Nous ne devons donc point nous étonner de voir les enlumineurs flamands emprunter les premiers élémens de leur art à ces miniaturistes parisiens auxquels Dante, dans son Purgatoire, rend un hommage célèbre. Dès le XIIIe siècle en effet, les manuscrits français portent la marque d’un art singulièrement avancé. Les costumes y sont souvent exquis, certaines scènes de la vie familière dégagent un parfum délicieux de naïveté et de grâce. Les enlumineurs brugeois héritent de ces qualités au XIVe siècle, tout en inclinant vers ce réalisme vigoureux qui restera le trait distinctif de l’art flamand. Ils multiplient les tableaux de l’existence quotidienne et créent la peinture de genre. Ils manifestent avec éclat leur goût pour les couleurs opulentes, les substances rares, les matières uniques. Dans un Psautier de Louis de Mâle, qui pourrait être l’œuvre de son peintre Jean de Hasselt, les fleurs de lis en or brillant, les ornemens héraldiques, les belles lettres de teintes diverses, composent un fond remarquablement varié et sonore pour les quelques figures peintes sur le manuscrit. Les vêtemens sont également très luxueux ; l’hermine des princes, les broderies des manteaux prouvent que la cour des comtes de Flandre n’a pas attendu l’arrivée des ducs de Bourgogne pour donner le spectacle d’une opulence éblouissante.

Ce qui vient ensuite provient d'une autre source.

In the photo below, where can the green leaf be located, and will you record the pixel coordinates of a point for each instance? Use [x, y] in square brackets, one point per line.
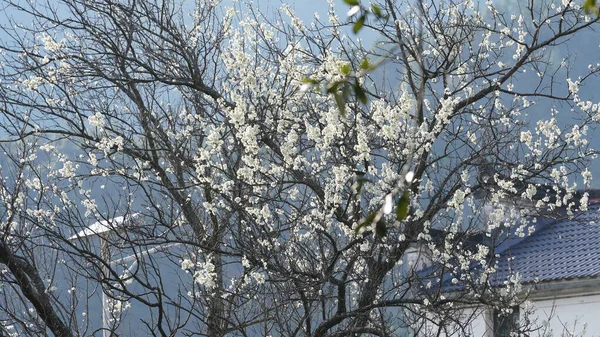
[333, 87]
[309, 80]
[364, 64]
[590, 7]
[368, 220]
[402, 207]
[360, 93]
[376, 10]
[360, 181]
[380, 228]
[358, 24]
[340, 102]
[345, 69]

Ces miniatures sont donc les manifestations d’un art déjà riche, animé, humain, qui se perfectionnera encore au XVe siècle, celui des Van Eyck, et qui gardera toujours, même chez les enlumineurs brugeois les plus originaux, les marques de son origine française : délicatesse extrême du métier, élégance captivante du dessin.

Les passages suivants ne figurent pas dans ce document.